Ayşegül Yüksel

Sevda Şener Sahnesi açıldı

10 Mayıs 2022 Salı

Sahnelerin Muhsin Ertuğrul gibi, Haldun Taner gibi tiyatro devlerinin adını taşıması özel bir coşku kaynağıdır. Kadıköy’deki Müze Gazhane’nin içinde yer alan Büyük Sahne’ye dün (9 Mayıs) Sevda Şener Sahnesi adının verilmesiyle benzer bir coşku yaşandı.

Etkinlik, 2014’te yitirdiğimiz “hocaların hocası” Prof. Dr. Sevda Şener’in anısına saygı duruşu olarak, İBBŞT’nin 36 yıldır düzenlediği geleneksel Genç Günler’in başladığı tarihe denk getirildi. Amatör oyuncuların ve üniversite öğrencilerinin katıldığı bu özel günün çağrılı konuşmacıları Sevda Şener’in öğrencilerinden iki yazın ve tiyatro ustası Murathan Mungan ile Özen Yula’ydı.

Bir yandan Muhsin Ertuğrul ve Haldun Taner’le aynı onuru paylaşan, öte yandan, aralarında Mungan ve Yula’nın da bulunduğu öğrencilerin sevgi çemberiyle sarılan Sevda Şener’in neden tiyatromuzun devleri arasında yer aldığını “Sahneden” köşesinde birçok kez anlatmışımdır. Bu yazıda yukarda adı geçen tiyatro insanlarına ilişkin anılardan yola çıkıyorum.

Prof. Dr.
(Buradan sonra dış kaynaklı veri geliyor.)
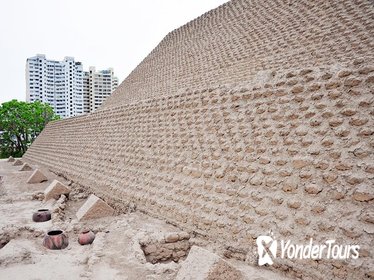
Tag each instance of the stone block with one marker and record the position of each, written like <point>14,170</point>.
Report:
<point>55,189</point>
<point>26,167</point>
<point>18,162</point>
<point>202,265</point>
<point>94,208</point>
<point>37,177</point>
<point>11,159</point>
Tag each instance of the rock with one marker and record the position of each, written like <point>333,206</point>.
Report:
<point>11,159</point>
<point>93,208</point>
<point>26,167</point>
<point>18,162</point>
<point>313,189</point>
<point>55,189</point>
<point>37,177</point>
<point>202,265</point>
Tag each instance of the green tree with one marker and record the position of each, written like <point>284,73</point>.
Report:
<point>20,124</point>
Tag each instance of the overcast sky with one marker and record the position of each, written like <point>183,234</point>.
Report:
<point>109,33</point>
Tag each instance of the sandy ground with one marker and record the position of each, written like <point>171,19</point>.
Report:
<point>114,254</point>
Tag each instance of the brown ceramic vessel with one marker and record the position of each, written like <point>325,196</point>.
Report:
<point>42,215</point>
<point>86,237</point>
<point>55,240</point>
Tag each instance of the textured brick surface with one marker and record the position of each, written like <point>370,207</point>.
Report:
<point>93,208</point>
<point>55,189</point>
<point>275,132</point>
<point>26,167</point>
<point>37,177</point>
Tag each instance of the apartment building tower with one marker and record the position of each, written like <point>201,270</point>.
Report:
<point>58,83</point>
<point>66,87</point>
<point>97,86</point>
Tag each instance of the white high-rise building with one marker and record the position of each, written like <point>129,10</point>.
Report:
<point>97,86</point>
<point>65,86</point>
<point>58,83</point>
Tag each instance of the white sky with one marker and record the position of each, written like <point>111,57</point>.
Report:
<point>106,33</point>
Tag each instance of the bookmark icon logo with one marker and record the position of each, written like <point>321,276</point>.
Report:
<point>267,249</point>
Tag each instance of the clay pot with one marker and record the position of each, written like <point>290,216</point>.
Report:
<point>42,215</point>
<point>55,240</point>
<point>86,237</point>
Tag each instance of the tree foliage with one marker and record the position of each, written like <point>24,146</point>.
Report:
<point>20,124</point>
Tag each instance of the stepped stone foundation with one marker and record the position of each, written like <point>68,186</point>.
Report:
<point>18,162</point>
<point>93,208</point>
<point>37,177</point>
<point>160,248</point>
<point>256,116</point>
<point>55,190</point>
<point>11,159</point>
<point>26,167</point>
<point>204,265</point>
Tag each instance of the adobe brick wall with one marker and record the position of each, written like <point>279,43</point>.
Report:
<point>234,42</point>
<point>288,149</point>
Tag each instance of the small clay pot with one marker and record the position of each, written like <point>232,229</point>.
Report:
<point>55,240</point>
<point>86,237</point>
<point>42,215</point>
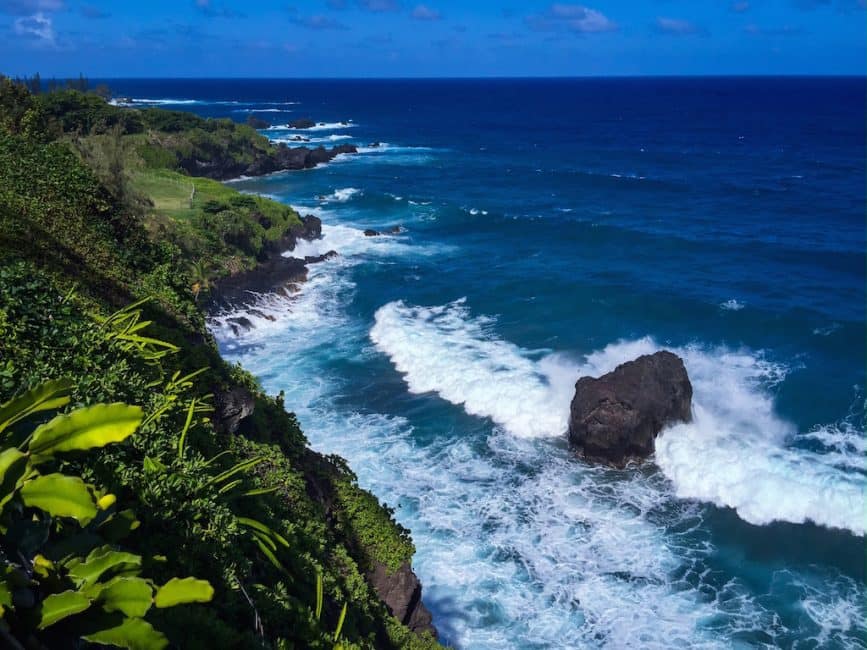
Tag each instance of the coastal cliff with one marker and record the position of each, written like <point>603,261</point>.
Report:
<point>100,215</point>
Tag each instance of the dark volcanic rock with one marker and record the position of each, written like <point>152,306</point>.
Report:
<point>315,259</point>
<point>401,593</point>
<point>274,275</point>
<point>223,166</point>
<point>616,417</point>
<point>303,123</point>
<point>230,407</point>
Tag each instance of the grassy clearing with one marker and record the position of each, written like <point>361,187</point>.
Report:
<point>170,192</point>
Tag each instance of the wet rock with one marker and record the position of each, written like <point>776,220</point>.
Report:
<point>315,259</point>
<point>231,407</point>
<point>616,417</point>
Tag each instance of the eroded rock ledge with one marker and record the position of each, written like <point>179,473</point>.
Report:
<point>615,418</point>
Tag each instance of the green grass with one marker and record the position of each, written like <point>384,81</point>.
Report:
<point>170,192</point>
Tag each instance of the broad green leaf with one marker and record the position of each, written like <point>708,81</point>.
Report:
<point>60,496</point>
<point>56,607</point>
<point>178,591</point>
<point>13,464</point>
<point>45,397</point>
<point>100,561</point>
<point>340,622</point>
<point>119,525</point>
<point>132,633</point>
<point>86,428</point>
<point>132,596</point>
<point>265,530</point>
<point>240,467</point>
<point>5,594</point>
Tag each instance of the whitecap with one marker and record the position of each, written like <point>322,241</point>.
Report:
<point>340,196</point>
<point>732,305</point>
<point>735,453</point>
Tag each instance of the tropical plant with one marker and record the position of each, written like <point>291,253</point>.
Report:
<point>62,576</point>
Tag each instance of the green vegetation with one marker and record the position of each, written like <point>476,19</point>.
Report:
<point>104,250</point>
<point>64,577</point>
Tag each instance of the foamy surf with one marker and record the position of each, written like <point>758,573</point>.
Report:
<point>341,195</point>
<point>734,454</point>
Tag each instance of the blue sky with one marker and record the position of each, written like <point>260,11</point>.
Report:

Sevda Şener çocukluğunun bir bölümünü Kadıköy’de geçirmişti. Daha sonra babasının görev yerlerindeki çeşitli okullarda okumuş, üniversite diplomasını Dil ve Tarih-Coğrafya Fakültesi’nin İngiliz Dili ve Edebiyatı Kürsüsü’nden almıştı. Ardından da evlenmişti. 

Muhsin Ertuğrul’un önerileri ve desteğiyle 1958’de DTCF bünyesinde açılan Tiyatro Araştırmaları Enstitüsü ülkemizde tiyatro biliminin ilk ışıklarının yakıldığı kuruluştur. Ertuğrul yabancı üniversitelerde verilen tiyatro eğitimini incelemiş, bu konuda yazılar yazarak kamuoyu oluşturmuştu. Böylece kurulan enstitünün ilk asistanı olması için, DTCF’deki eski hocalarının yakından tanıdığı ve çok beğendiği Sevda çağrıldı. 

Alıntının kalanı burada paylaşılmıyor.